Ellerini parmak boğumları beyazlaşıncaya kadar sıkmasına, kaşlarını başını ağrıtacak derecede çatmasına, dişlerini sinirle kenetlemesine sebep oluyordu kıskançlığı.

Bilmiyordu, ne yapacağını bilmiyordu Yeonjun. Kıskançlıktan delirirken olduğu yerde, şaşmış durumdaydı fazlaca.

Biliyordu aslında bilmesine de, o biliyordu bir tek. Başkası anlamazdı onun çözümünü.

"Yeonjun! Bir sorun mu var, neden öyle bakıyorsun?"

Ah işte bunları söyleyen tatlı ses olmasa... Yapacaktı aklındakini o bal seslisi olmasa. Beomgyu'nun üzüleceği gerçeği durduruyordu onu bir tek.

"Bir sorun yok." Dedi yüzüne en sahici gülümsemesinden yerleştirerek Yeonjun. Sorun yoktu, Beomgyu onunlaydı. "Dalmışım yalnızca. Boşver sen beni." Boşverme Beomgyu derdi aslında, diyemedi.

Fotoğraf makinesini kaldırıp Beomgyu'ya doğrulttu. Yüzündeki gülümsemeyi sürdürürken duvarına asacağı fotoğraflara bir yenisini ekledi. Bunu Beomgyu'nun bilmesine gerek yoktu. Beomgyu, Yeonjun'un resim çekmeyi sevdiğini sanıyordu yalnızca. Ancak resim değildi onu sevilir kılan, içindeki Beomgyu'ydu.

"Bıkmadın bir türlü fotoğrafımı çekmekten."

"Niye bıkayım ki senden?"

Cevap gelmemişti elbette. Nedendir bilinmez, Beomgyu asla karşılık vermezdi onun girişimlerine karşı.

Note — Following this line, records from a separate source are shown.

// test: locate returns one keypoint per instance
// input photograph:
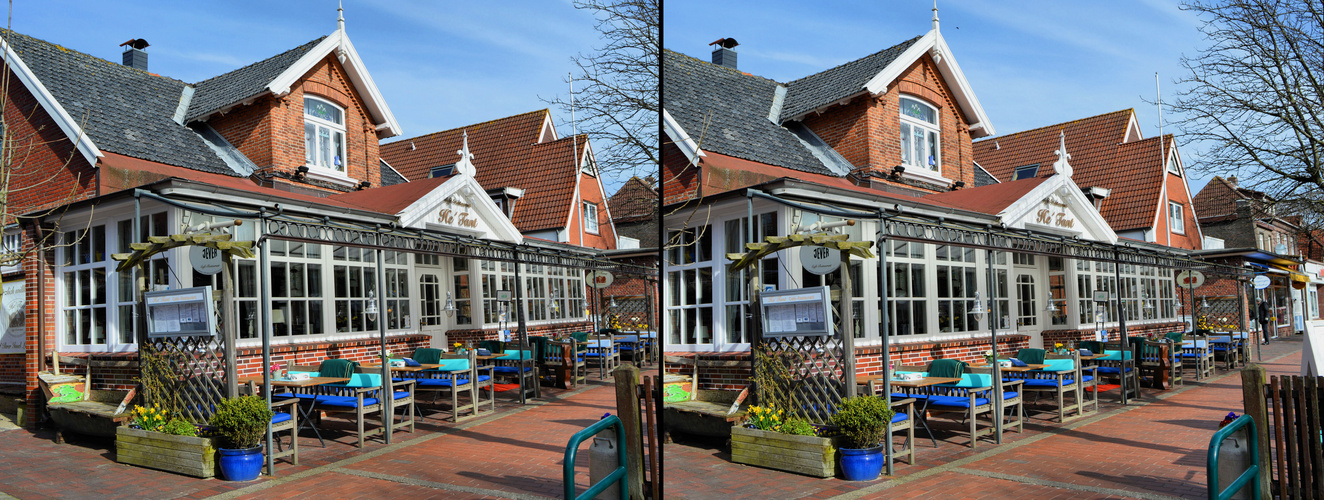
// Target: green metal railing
(616, 476)
(1251, 474)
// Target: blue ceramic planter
(242, 464)
(862, 464)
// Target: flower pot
(862, 464)
(242, 464)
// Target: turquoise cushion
(1058, 365)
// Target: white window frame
(591, 217)
(932, 139)
(1176, 218)
(329, 171)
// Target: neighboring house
(1257, 238)
(290, 147)
(886, 135)
(634, 210)
(1137, 184)
(548, 185)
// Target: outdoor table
(912, 384)
(305, 410)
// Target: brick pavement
(1149, 450)
(515, 454)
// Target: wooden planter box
(801, 454)
(180, 454)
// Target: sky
(1030, 64)
(438, 65)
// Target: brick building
(352, 251)
(885, 140)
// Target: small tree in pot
(240, 425)
(862, 426)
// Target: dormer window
(323, 135)
(920, 135)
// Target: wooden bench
(709, 413)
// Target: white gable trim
(934, 42)
(421, 212)
(1067, 192)
(681, 139)
(339, 44)
(66, 123)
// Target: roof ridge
(264, 60)
(858, 58)
(724, 68)
(547, 110)
(1055, 125)
(61, 48)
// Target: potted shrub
(240, 425)
(789, 445)
(862, 426)
(158, 439)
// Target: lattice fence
(184, 376)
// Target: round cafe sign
(820, 259)
(205, 259)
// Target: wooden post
(1253, 396)
(848, 326)
(628, 409)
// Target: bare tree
(616, 90)
(1253, 99)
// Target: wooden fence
(1287, 419)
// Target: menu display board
(180, 312)
(797, 312)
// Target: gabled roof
(637, 200)
(223, 91)
(1100, 158)
(841, 82)
(506, 155)
(726, 111)
(118, 109)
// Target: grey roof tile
(121, 109)
(245, 82)
(833, 85)
(726, 111)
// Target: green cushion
(426, 356)
(1030, 356)
(336, 368)
(945, 368)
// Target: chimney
(134, 54)
(722, 53)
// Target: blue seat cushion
(343, 401)
(955, 401)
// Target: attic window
(323, 135)
(1026, 172)
(441, 171)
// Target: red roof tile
(1099, 158)
(506, 155)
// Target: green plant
(241, 422)
(862, 421)
(797, 426)
(179, 426)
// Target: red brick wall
(867, 130)
(270, 130)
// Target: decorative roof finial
(464, 166)
(1062, 166)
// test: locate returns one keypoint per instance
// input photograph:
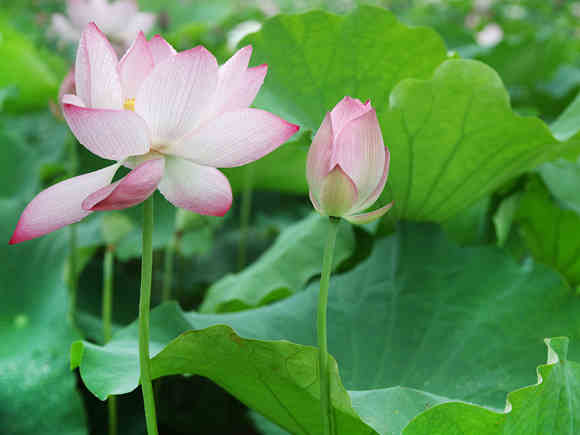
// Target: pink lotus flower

"Olsun be Yeonjun. Bir dahaki sefere artık."

Yeonjun Soobin'in tesellisine karşı gülümsedi -bu sefer zorlayarak- ve başını sallayarak konuyu kapattı. Haklıydı Soobin, bir dahaki sefereydi. Ancak daha önce de bir dahaki sefereydi.

"Neyse, dağıtın şu ortamı. Hadi bir şeyler yapalım."

Kai'ın dedikleriyle oturdukları çimlerden kalktılar. Akıllarına yapacak şey gelmeyince yakınlardaki sahile doğru yürümeye başladılar.

*****

"Yeonjun baksana, manzara çok güzel. Neden fotoğraflamıyorsun bunu?"

Yeonjun sadece Beomgyu'yu fotoğraflardı. Manzara mı, gereksizdi.

"Boşver sen onu Beomgyu. Hadi, biz ilerleyelim." Taehyun biliyordu yalnızca Beomgyu için olduğunu o fotoğraf makinesinin. Bu yüzden uzaklaştırmıştı Beomgyu'yu. Yeonjun bilmemesini, yanlarında olmamasını isterdi onun ve diğerlerinin. Ancak elinden gelmiyordu böylesi.

"Dalgın görünüyorsun Yeonjun. İyi misin? Yoksa Beomgyu ile mi ilgili-"

"Evet Soobin. Beomgyu ile ilgili. Boşver sen."

"Ama..."

"Soobin konuşmak istemiyorum belli ki. Zorlama."

En sonunda terslemişti Yeonjun 'arkadaşını'. Onlarla konuşmak zorunda olmak bile zor geliyordu. Beomgyu ile olmak istiyordu, kendini zorlayan arkadaşlarla değil.

"Ne yaptığını bilmiyorsun Yeonjun."

Bir de Kai çıkmıştı başına. Tabii ya, Soobin'i koruyacaktı o da.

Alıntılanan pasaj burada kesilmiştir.